Obvious conclusions: For students, the best advice is probably to convince yourself that your classes are consistently interesting, cool, enjoyable, and so on, and to try to feel as distant as possible from the whole issue of grades and grading. (Grades happen whether you fret about them or not, so you can in fact ignore them more easily than you think. It is the class that demands attention, not the grade.)

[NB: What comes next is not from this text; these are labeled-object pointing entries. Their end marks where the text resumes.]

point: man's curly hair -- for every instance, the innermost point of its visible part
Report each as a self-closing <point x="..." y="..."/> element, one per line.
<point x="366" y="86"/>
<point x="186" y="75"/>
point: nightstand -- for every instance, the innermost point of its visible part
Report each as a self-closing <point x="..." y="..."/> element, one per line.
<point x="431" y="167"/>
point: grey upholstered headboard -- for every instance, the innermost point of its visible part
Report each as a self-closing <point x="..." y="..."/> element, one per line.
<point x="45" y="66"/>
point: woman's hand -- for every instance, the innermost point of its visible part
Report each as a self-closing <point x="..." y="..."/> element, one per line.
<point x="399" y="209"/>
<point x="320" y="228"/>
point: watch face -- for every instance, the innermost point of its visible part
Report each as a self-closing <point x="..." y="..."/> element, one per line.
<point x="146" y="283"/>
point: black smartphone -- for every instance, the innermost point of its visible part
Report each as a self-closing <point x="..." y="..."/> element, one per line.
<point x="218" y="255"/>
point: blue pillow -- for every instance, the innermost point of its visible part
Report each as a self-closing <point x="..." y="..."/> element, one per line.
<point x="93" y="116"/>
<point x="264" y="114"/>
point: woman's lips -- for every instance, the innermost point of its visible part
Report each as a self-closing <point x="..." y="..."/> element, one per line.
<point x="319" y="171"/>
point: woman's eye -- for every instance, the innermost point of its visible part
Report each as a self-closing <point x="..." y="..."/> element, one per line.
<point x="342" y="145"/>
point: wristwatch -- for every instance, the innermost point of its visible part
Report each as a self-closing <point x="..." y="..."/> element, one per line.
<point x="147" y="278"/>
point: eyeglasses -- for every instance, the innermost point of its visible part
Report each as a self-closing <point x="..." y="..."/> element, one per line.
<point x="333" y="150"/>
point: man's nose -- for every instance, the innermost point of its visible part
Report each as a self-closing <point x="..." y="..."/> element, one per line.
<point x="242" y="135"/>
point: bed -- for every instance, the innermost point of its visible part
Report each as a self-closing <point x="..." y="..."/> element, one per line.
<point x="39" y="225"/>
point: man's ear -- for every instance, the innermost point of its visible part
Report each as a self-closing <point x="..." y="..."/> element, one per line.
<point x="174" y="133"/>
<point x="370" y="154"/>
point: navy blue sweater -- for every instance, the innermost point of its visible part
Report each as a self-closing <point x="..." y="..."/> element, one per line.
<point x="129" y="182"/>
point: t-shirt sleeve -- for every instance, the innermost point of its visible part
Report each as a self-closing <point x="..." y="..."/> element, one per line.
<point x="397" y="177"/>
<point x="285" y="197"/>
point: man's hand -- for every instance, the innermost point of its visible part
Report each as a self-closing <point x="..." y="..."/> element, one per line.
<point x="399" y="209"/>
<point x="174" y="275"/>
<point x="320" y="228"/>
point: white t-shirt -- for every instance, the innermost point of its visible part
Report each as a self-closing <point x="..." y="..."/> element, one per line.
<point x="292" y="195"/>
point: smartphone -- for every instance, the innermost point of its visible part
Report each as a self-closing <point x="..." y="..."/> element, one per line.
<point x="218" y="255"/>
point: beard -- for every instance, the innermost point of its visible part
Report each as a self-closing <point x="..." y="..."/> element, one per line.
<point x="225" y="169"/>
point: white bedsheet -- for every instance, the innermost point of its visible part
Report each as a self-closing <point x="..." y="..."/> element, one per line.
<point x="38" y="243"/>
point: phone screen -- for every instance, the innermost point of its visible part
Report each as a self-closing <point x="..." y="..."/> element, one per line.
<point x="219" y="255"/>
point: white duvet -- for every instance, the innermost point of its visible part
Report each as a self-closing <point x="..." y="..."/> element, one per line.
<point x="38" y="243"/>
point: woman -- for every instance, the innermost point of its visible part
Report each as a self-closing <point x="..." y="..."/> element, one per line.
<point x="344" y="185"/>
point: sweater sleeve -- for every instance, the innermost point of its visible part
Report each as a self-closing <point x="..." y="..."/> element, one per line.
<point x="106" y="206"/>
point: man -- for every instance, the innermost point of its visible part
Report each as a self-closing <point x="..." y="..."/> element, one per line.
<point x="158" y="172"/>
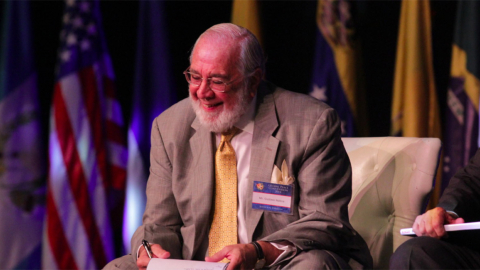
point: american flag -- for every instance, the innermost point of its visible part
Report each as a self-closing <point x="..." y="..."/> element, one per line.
<point x="87" y="148"/>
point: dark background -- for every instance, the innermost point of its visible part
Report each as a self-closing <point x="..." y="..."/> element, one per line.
<point x="288" y="34"/>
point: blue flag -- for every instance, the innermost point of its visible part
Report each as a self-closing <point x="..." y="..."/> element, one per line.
<point x="334" y="78"/>
<point x="461" y="129"/>
<point x="22" y="167"/>
<point x="153" y="93"/>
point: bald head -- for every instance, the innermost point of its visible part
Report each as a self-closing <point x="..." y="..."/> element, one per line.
<point x="239" y="41"/>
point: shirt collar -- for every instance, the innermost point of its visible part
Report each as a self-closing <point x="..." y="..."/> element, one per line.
<point x="246" y="122"/>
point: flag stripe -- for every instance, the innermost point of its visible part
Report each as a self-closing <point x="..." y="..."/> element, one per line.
<point x="66" y="207"/>
<point x="115" y="133"/>
<point x="57" y="237"/>
<point x="76" y="177"/>
<point x="92" y="101"/>
<point x="70" y="86"/>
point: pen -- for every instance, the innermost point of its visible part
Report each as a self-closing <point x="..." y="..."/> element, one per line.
<point x="146" y="245"/>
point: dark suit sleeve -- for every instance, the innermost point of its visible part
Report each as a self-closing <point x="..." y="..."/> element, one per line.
<point x="325" y="187"/>
<point x="161" y="220"/>
<point x="462" y="194"/>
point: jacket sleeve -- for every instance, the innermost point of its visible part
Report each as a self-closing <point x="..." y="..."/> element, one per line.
<point x="462" y="194"/>
<point x="161" y="220"/>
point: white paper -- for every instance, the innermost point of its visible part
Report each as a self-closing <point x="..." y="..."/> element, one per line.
<point x="171" y="264"/>
<point x="449" y="228"/>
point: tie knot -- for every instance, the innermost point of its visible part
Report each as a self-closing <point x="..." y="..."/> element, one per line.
<point x="228" y="135"/>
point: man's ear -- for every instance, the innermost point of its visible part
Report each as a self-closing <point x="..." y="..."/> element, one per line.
<point x="255" y="81"/>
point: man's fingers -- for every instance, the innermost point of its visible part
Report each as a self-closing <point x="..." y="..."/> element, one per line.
<point x="216" y="257"/>
<point x="159" y="252"/>
<point x="142" y="260"/>
<point x="458" y="221"/>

If you approach classes as right up there with cleaning out the chicken coop, you will end up with lower grades.

If you can persuade yourself that a class is really interesting, then sleep, stress, and ultimately also grades and the learning that grades are supposed demonstrate, all will tend to take care of themselves. On the other hand, if you approach classes as right up there with cleaning out the chicken coop, you will like college less, learn less, and (if you still care) end up with lower grades. So, um, draw your own conclusions!

So why are you sitting up reading this? Go to bed already!